The plaintiffs wanted the courts to create a new constitutional right, charging the federal government had violated their "constitutional right to a livable climate" by allowing fossil fuels.
The majority explained the problem wasn't simple.
"Our dissenting colleague quite correctly notes the gravity of the plaintiffs' evidence; we differ only as to whether an Article III court can provide their requested redress. In suggesting that we can, the dissent reframes the plaintiffs' claimed constitutional right variously as an entitlement to 'the country's perpetuity,' or as one to freedom from 'the amount of fossil-fuel emissions that will irreparably devastate our Nation.' But if such broad constitutional rights exist, we doubt that the plaintiffs would have Article III standing to enforce them. Their alleged individual injuries do not flow from a violation of these claimed rights. Indeed, any injury from the dissolution of the Republic would be felt by all citizens equally, and thus would not constitute the kind of discrete and particularized injury necessary for Article III standing.
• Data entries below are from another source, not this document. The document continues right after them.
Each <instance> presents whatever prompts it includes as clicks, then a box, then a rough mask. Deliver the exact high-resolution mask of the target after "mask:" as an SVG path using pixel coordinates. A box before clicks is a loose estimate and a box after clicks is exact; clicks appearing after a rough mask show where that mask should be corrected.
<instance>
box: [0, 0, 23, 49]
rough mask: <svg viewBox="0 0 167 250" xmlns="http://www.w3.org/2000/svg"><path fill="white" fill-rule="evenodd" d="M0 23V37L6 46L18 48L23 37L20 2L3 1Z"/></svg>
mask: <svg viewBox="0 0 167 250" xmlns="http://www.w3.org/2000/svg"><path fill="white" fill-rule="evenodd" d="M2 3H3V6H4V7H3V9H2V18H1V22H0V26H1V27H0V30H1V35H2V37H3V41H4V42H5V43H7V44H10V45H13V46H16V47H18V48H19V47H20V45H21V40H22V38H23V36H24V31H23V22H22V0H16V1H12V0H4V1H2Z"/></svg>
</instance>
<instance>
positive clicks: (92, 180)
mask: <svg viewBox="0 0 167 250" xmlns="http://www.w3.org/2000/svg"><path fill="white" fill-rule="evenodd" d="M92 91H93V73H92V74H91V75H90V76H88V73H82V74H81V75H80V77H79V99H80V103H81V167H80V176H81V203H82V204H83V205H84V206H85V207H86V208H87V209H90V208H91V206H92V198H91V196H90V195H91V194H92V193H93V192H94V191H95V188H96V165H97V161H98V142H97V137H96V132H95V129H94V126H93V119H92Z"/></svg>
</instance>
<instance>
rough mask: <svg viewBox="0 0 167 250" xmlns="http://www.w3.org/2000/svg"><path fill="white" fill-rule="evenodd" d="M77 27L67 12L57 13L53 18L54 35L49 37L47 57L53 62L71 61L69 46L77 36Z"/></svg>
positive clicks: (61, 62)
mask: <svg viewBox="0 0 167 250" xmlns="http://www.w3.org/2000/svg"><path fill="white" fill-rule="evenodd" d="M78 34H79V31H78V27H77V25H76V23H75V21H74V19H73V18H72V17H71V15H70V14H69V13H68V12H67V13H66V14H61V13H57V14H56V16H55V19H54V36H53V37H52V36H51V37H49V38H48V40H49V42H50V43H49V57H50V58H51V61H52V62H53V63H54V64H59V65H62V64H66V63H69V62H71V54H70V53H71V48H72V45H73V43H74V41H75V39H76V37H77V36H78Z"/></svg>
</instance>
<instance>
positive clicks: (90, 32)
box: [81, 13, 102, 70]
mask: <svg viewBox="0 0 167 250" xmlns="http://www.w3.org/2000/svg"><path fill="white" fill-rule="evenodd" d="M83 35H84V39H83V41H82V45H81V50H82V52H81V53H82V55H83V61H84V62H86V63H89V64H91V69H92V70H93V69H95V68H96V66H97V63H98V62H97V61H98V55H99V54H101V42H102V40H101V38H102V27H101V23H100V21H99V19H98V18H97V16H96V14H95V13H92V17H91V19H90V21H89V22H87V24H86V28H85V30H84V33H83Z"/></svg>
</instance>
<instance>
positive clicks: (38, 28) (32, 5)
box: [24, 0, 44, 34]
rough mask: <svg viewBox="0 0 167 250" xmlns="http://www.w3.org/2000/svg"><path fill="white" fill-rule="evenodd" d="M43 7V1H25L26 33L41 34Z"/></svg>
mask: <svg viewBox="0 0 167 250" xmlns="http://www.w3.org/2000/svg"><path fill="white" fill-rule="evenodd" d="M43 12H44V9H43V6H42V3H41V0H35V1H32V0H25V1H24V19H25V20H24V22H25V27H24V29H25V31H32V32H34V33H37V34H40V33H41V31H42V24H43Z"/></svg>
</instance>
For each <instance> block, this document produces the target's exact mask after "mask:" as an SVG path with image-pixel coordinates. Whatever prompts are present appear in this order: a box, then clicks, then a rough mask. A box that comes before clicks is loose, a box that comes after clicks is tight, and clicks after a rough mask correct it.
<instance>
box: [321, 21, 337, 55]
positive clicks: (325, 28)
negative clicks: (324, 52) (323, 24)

"The plaintiffs' experts opine that atmospheric carbon levels of 350 parts per million are necessary to stabilize the global climate. But, even accepting those opinions as valid, they do not suggest how an order from this court can achieve that level, other than by ordering the government to develop a plan. Although the plaintiffs' invitation to get the ball rolling by simply ordering the promulgation of a plan is beguiling, it ignores than an Article III court will thereafter be required to determine whether the plan is sufficient to remediate the claimed constitutional violation of the plaintiffs' right to a 'climate system capable of sustaining human life.'
"In the end, any plan is only as good as the court's power to enforce it."
The majority opinion said that "absent court intervention, the political branches might conclude – however inappropriately in the plaintiffs' view – that economic or defense considerations called for continuation of the very programs challenged in this suit."